Let's talk about the popular Eaton Corporation plc (NYSE:ETN). The company's shares saw significant share price movement during recent months on the NYSE, rising to highs of US$341 and falling to the lows of US$303. Some share price movements can give investors a better opportunity to enter into the stock, and potentially buy at a lower price. A question to answer is whether Eaton's current trading price of US$327 reflective of the actual value of the large-cap? Or is it currently undervalued, providing us with the opportunity to buy? Let’s take a look at Eaton’s outlook and value based on the most recent financial data to see if there are any catalysts for a price change.

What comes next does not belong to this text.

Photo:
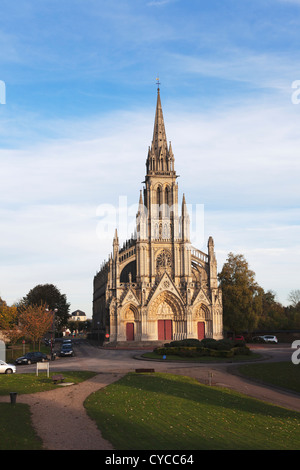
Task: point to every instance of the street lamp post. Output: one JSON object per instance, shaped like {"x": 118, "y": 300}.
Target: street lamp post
{"x": 52, "y": 330}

See our latest analysis for Eaton
Is Eaton Still Cheap?
Eaton appears to be expensive according to our price multiple model, which makes a comparison between the company's price-to-earnings ratio and the industry average. In this instance, we’ve used the price-to-earnings (PE) ratio given that there is not enough information to reliably forecast the stock’s cash flows. We find that Eaton’s ratio of 38.45x is above its peer average of 19.03x, which suggests the stock is trading at a higher price compared to the Electrical industry. If you like the stock, you may want to keep an eye out for a potential price decline in the future. Since Eaton’s share price is quite volatile, this could mean it can sink lower (or rise even further) in the future, giving us another chance to invest. This is based on its high beta, which is a good indicator for how much the stock moves relative to the rest of the market.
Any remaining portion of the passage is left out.